Concentrating on quality
A slow-moving business would have the advantage of being able to meticulously plan and structure the way their products would hit the market. In an age when companies are trying to bombard their customers with multiple offers all the time, there is a true niche segment that is doing very well by making their customers aware of specialised offers that are intelligent in their exclusivity. End of the day a single product that can give your customer tangible returns is better than multiple offers that fail to offer anything too substantial.
Business Focus
When you amass funds from external sources, there is the obvious challenge of aligning your business goals with the people who have decided to fund your project. More often than not, these decisions are taken from a pure capital accumulation point of view that might not be useful for the business model you were originally trying to institute. These sacrifices you end up making for the purpose of your business growth will have big impacts on the kind of company you build and the prevailing culture it develops. This is why a slow growth company can be more flexible in this regard. You will be working with your goals in mind and not tilting your ideas according to where the money is flowing from.

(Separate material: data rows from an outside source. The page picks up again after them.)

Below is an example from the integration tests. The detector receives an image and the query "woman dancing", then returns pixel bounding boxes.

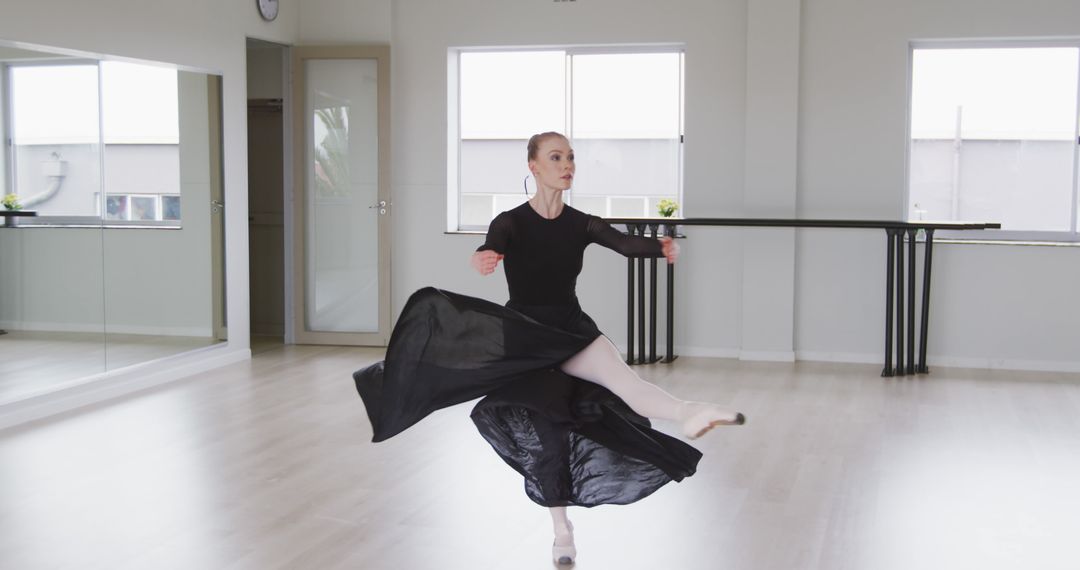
[354,132,744,566]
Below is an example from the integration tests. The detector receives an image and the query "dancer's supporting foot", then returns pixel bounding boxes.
[550,507,576,565]
[560,337,745,439]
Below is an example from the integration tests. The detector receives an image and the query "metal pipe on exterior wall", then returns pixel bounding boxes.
[951,105,963,220]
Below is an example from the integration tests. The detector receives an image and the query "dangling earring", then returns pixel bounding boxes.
[523,175,530,196]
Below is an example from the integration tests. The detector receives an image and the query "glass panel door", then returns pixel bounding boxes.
[292,46,390,345]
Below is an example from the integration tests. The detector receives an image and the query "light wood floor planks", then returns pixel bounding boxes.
[1,346,1079,570]
[0,331,222,402]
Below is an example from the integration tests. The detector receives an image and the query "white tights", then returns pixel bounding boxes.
[559,336,685,421]
[550,506,573,542]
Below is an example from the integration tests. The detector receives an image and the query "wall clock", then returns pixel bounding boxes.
[257,0,279,21]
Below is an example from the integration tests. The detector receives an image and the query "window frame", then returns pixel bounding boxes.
[448,44,686,232]
[905,38,1080,243]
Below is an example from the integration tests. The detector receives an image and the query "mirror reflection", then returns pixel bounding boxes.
[0,43,226,403]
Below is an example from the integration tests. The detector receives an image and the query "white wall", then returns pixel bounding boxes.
[795,0,1080,370]
[297,0,392,44]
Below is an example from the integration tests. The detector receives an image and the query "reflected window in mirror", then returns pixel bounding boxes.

Objective Insights About the Market
Businesses work best when things are on an even keel. This often becomes very hard when you are operating out of the tech space. Innovations that reimagine business processes are a part and parcel of this space. While accruing tremendous revenues and growing at an astronomical rate, it might be easy to absorb new technology consistently to improve work efficiency. Slow growing businesses, however, do not have this luxury. Sharp business insights, motivated by objectivity needs to be practised as far as technological retention is concerned. Figuring out new and faster ways to do job practices with the help of emerging technology is something that will keep evolving in today’s world. Identifying sustainable models that you could use for the long term should be the primary objective of your slow-growing business.
There are many ways for making companies grow into megastructures that give sustenance to a lot of people. The needs of these companies change at a rapid pace and employees would always be playing catch up with what the work structure actually is. A slow growth company can be very specialised with members being asked to do only job portfolio’s they are good at. This would have a huge impact on the quality of output that comes from them. Contemplating on the pace at which your business grows, might actually be a very good idea.